Se, adotando uma perspectiva diferente, nos concentrarmos sobre a
dimensão “hobbesiana” da atuação do Poder Judiciário, enquanto árbitro dos
conflitos e instrumento para a normatização do exercício do poder coercitivo
através do monopólio do uso da força pelo Estado, poderemos analisar o
fenômeno da judicialização da política a partir de outra perspectiva. Neste caso
é possível identificar na intervenção do Poder Judiciário um conteúdo
eminentemente conservador, e uma utilização instrumental do seu poder no
sentido de restrição de direitos da cidadania e defesa de interesses sociais de
determinados grupos sociais.
Este mesmo exercício também poderia ser realizado a partir da dimensão
“smithiana”, analisando o significado da judicialização da política a partir de
conflitos de natureza econômica. Os conflitos judiciais em torno das políticas de
privatizações, ou o papel dos tribunais em relação às concessões de pedágios
no RS que geraram conflitos de natureza econômica decididos judicialmente
podem ser analisados dentro da mesma perspectiva. Uma análise desta
dimensão “smithiana” da ação do Poder Judiciário, no entanto, demandaria uma
ampliação do escopo da análise que vai muito além dos limites deste ensaio, o
que impõe, portanto, uma concentração na dimensão “hobbessiana” da
interferência do Estado sobre os conflitos políticos, que em muitos casos se
materializa num processo que pode ser caracterizado como de criminalização
dos movimentos sociais.
III. A criminalização dos movimentos sociais no RS
A experiência brasileira recente traz à tona um aspecto desta relação, na
qual a interferência do Poder Judiciário e do Ministério Público assume
características distintas. Sua atuação na esfera da defesa da lei e manutenção
da ordem tem servido para possibilitar o deslocamento de conflitos sociais e de
seus desdobramentos políticos para a arena judicial. Isto caracteriza um
processo de judicialização da política, neste caso, voltado para a contenção de
demandas reivindicatórias associadas à democratização dos direitos da
propriedade da terra no país. Uma série de acontecimentos recentes
demonstram de maneira muito nítida uma atuação do Poder Judiciário e do
Ministério Público, na qual o processo de judicialização da politica representa
efetivamente uma ofensiva dos setores proprietários contra os movimentos
sociais.
Um primeiro exemplo desta dinâmica foi a votação no Conselho Superior
do MPRS no sentido da dissolução do MST e a declaração de sua ilegalidade
(CDPPH, 2008, p.7). Os procuradores propunham: “ações judiciais para a
‘dissolução do MST e declaração da sua ilegalidade’, ‘suspender marchas,
colunas outros deslocamentos’; ‘investigar os integrantes de acampamentos e a
direção do MST por prática de crime organizado; desativar os acampamentos’.”
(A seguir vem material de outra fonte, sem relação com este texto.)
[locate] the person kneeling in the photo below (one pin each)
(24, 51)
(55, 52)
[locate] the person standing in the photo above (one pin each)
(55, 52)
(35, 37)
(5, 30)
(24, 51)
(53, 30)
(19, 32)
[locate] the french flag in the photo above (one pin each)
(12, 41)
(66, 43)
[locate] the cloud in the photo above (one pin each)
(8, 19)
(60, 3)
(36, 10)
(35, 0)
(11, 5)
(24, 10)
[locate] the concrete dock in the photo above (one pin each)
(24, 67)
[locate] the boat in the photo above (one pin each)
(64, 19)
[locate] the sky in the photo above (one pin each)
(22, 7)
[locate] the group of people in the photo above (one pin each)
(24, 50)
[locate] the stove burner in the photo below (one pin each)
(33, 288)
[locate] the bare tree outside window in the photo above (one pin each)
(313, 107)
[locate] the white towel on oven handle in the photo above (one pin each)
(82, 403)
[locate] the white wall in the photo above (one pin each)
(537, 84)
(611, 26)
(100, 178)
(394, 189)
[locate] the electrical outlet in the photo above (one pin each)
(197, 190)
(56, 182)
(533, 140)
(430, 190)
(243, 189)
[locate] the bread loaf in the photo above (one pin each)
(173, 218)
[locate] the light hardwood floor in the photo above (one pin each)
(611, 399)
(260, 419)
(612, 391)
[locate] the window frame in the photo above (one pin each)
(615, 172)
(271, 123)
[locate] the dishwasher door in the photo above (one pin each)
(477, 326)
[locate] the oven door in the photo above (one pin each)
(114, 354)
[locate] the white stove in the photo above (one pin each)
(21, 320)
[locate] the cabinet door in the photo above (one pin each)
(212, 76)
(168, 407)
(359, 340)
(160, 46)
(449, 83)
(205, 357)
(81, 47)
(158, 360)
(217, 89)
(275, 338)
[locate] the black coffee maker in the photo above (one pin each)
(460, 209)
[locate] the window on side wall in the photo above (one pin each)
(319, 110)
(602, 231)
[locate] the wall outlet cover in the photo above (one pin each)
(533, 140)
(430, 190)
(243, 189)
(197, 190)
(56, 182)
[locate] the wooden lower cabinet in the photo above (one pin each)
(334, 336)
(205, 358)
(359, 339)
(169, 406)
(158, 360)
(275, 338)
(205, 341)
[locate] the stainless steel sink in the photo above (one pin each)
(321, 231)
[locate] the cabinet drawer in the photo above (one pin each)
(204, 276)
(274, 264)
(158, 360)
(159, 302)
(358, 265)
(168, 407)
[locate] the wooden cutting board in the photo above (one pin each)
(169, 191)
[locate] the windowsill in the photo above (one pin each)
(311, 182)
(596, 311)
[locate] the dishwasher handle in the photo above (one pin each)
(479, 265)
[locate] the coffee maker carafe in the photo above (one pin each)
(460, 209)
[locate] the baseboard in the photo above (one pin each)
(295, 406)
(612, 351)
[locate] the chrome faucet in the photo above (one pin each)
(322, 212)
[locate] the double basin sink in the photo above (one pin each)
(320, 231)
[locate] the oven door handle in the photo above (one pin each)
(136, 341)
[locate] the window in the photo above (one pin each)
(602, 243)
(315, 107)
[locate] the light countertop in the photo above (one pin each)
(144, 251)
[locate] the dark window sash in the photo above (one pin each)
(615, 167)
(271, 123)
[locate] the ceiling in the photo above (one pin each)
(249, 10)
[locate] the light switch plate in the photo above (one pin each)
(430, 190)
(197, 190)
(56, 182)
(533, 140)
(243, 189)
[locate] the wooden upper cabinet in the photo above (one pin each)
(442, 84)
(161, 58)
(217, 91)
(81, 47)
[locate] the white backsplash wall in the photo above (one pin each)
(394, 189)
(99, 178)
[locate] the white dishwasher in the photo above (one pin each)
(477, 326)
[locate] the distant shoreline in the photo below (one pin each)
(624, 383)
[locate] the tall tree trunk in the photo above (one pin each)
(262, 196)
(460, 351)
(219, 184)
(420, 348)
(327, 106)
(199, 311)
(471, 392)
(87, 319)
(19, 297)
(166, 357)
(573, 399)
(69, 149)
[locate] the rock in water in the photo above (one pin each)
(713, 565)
(Scalabrin, 2008, p.5) A intensa reação dos movimentos sociais e de
organizações da sociedade civil, bem como de setores do próprio MP à
abordagem proposta pelos procuradores levou a um posterior recuo e uma
desautorização da proposta. No entanto o seu sucesso inicial revela a
disposição por parte de um contingente significativo dos quadros do MP
estadual no sentido de adotar uma postura de enfrentamento ao MST e à luta
pela Reforma Agrária.
Já em 11 de março de 2008 o Ministério Público Federal de Carazinho
ingressou com ação criminal, aceita pela justiça federal, contra oito integrantes
do MST pelo cometimento de delitos contra a “segurança nacional”, com base
na Lei de Segurança Nacional, de 1983. (Scalabrin, 2008, p.1). Em 4 de junho
de 2008, um mandato de busca e apreensão emitido pela justiça estadual
mobilizou 800 PMs e 60 policiais civis contra o XIV Congresso Estadual do MST,
determinando o cerco do local e a revista geral das dependências. Nada foi
encontrado mas os trabalhos finais do congresso foram inviabilizados
(Scalabrin, 2008, p.4)
Ainda em 2008 o MPE ingressa com ação estabelecendo a proibição de
quaisquer manifestações do MST, determinando o despejo de acampamentos e
pedindo o cancelamento de títulos eleitorais de ativistas do movimento na
Comarca de Carazinho. Em junho, vários promotores obtiveram liminares para o
despejo de dois acampamentos do MST localizados em áreas privadas
legalmente cedidas pelos proprietários. A seguir os mesmos promotores
ingressaram com outras três ações nas Comarcas de São Gabriel, Canoas e
Pedro Osório, criando zonas de restrição de direitos ao redor de três fazendas
que são reivindicadas para fins de reforma agrária pelo MST.
Em junho de 2008 o Ministério Público Estadual propõe uma Ação Civil
Pública no determinando a dissolução do acampamento “Serraria” do MST em
Coqueiros do Sul. Em 10 de setembro de 2008 com base numa decisão de
busca e apreensão, proferida numa ação de reintegração de posse no município
de Pedro Osório, a brigada militar conduziu presos até a delegacia, mais de 100
integrantes do MST. Em 8 de maio de 2008 a Polícia Militar do RS invade um
acampamento do MST na Fazenda São Paulo II, que já tinha sido
desapropriada pelo INCRA. “Sob o pretexto de cumprimento de uma ordem
judicial de busca e apreensão, a qual tinha como objeto a apreensão de um
suposto objeto furtado da Fazenda Southall, centenas de pessoas foram
expostas a um tratamento cruel e degradante durante a operação” (CDPPH,
2008, p.12)
Os exemplos utilizados até agora se referem especificamente ao caso do
MST, mas o processo de utilização do Poder Judiciário como legitimador do uso
da violência contra os movimentos sociais não se resume aos conflitos
fundiários. Em fevereiro de 2010 a justiça concedeu à metalúrgica Randon, de
Caxias do Sul, um interdito proibitório que impedia o Sindicato dos Metalúrgicos
de realizar qualquer atividade a menos de 100 metros de distância da empresa 1.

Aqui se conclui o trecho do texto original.